Trust Dean to equate Céline Dion's material success with demonic possession. Still, he had a point.

The last of the fries disappeared down Dean's throat, making Sam think of a cormorant gulping down herring. He tried to keep the disgust from his face. Once done, Dean wiped his hands on his jeans, adjusted his expression to something lighter, in keeping with the sunlight and the water. In keeping with the fact, maybe, that they were both alive and together, money in their pockets and a belly full of greasy poutine.
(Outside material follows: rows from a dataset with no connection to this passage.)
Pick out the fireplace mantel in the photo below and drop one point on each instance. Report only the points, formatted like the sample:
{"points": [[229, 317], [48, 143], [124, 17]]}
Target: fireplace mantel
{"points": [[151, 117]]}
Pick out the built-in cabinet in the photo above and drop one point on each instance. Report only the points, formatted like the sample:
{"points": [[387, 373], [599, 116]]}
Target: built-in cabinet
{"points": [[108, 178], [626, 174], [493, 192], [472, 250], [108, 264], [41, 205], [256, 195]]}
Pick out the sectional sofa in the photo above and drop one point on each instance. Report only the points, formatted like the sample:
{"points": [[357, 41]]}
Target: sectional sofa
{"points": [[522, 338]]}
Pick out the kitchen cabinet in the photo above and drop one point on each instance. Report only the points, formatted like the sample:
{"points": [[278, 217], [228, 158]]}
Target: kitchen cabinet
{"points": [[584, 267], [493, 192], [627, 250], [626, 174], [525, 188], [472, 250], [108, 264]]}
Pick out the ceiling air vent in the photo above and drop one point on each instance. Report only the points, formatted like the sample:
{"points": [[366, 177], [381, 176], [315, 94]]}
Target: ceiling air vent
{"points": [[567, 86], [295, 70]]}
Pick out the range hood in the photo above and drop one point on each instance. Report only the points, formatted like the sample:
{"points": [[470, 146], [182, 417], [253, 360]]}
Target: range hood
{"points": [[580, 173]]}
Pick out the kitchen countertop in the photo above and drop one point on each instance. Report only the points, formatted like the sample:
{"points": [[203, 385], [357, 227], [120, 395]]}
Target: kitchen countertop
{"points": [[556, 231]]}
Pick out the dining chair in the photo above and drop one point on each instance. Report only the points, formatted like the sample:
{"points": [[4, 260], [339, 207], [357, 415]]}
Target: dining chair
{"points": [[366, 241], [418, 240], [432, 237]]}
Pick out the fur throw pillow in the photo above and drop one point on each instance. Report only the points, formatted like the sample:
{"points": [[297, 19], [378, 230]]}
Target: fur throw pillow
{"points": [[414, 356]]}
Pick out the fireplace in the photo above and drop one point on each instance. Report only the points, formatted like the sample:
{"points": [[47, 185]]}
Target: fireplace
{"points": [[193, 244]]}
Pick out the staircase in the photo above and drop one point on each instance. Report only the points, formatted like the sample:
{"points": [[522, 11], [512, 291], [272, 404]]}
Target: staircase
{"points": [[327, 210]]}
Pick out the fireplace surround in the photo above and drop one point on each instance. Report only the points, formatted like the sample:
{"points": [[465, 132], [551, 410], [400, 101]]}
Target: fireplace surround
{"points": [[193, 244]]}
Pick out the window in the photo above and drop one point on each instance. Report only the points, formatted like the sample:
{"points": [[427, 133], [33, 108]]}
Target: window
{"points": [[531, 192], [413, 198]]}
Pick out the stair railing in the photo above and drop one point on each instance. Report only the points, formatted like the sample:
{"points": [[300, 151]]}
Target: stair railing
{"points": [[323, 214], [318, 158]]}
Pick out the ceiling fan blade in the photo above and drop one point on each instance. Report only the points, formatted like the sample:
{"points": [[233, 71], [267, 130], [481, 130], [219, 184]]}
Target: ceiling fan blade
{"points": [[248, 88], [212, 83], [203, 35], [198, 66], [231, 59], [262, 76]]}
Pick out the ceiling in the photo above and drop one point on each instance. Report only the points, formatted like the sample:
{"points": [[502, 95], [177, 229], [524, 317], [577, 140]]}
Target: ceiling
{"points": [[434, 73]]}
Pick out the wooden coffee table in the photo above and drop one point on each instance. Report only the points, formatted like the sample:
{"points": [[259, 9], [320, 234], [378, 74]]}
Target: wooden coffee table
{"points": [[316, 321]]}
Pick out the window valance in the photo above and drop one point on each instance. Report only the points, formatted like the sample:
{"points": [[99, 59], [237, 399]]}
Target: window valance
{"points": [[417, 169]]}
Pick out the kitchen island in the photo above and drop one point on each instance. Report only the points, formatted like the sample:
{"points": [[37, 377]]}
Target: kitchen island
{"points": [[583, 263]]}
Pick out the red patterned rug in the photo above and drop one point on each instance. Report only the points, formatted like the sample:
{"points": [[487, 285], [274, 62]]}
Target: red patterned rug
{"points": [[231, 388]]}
"Next time, Sam, do you think you might manage to dream about a different fucking Canadian diva?"

Sam laughed, surprised. "What? Like who?"

"Shit, even Shania fucking Twain would be better than that spastic space alien."

"I didn't figure you for a country fan."

Dean's brows twisted. "Shania isn't exactly country, Sam. And she's hot."

"Can I remind you of that when you're hung over tomorrow morning?"

Dean wasn't taking it, was compensating hard enough for the both of them. Soon, any feelings of loss would be overcome by Dean's practiced charm. Shit, Dean's charm even worked on Dean.

"Or, like, Alanis Morissette, maybe."

Sam groaned. "You've got to be kidding! She's ever bit as all kinds of nuts as Céline Dion. Alanis would just fuck you and then write shitty verse about how you'd screwed her over. And then you'd be featured in some lame-ass video with her moaning about what an asshole you are." Sure, he could play this game. "Nelly Furtado. I'd do Nelly Furtado."

One look at Dean told Sam that Nelly Furtado was off his radar. His loss. Sam would take Nelly over Shania any day of the week.

Then, together, like it was an actual good idea: "Avril Lavigne."

They looked at each other, halfway between laughter and something else.

Dean crumpled up the cardboard container, looked for a garbage can. One was nearby, because this was Canada and there was always a garbage can. Then he suggested a beer, and Sam agreed.

"La Maudite," Dean said, helping Sam to his feet. "Means damn fine."

And Sam already knew that.

-30-

a/n: That's it. Show's over, folks. Don't let the door hit you on the way out.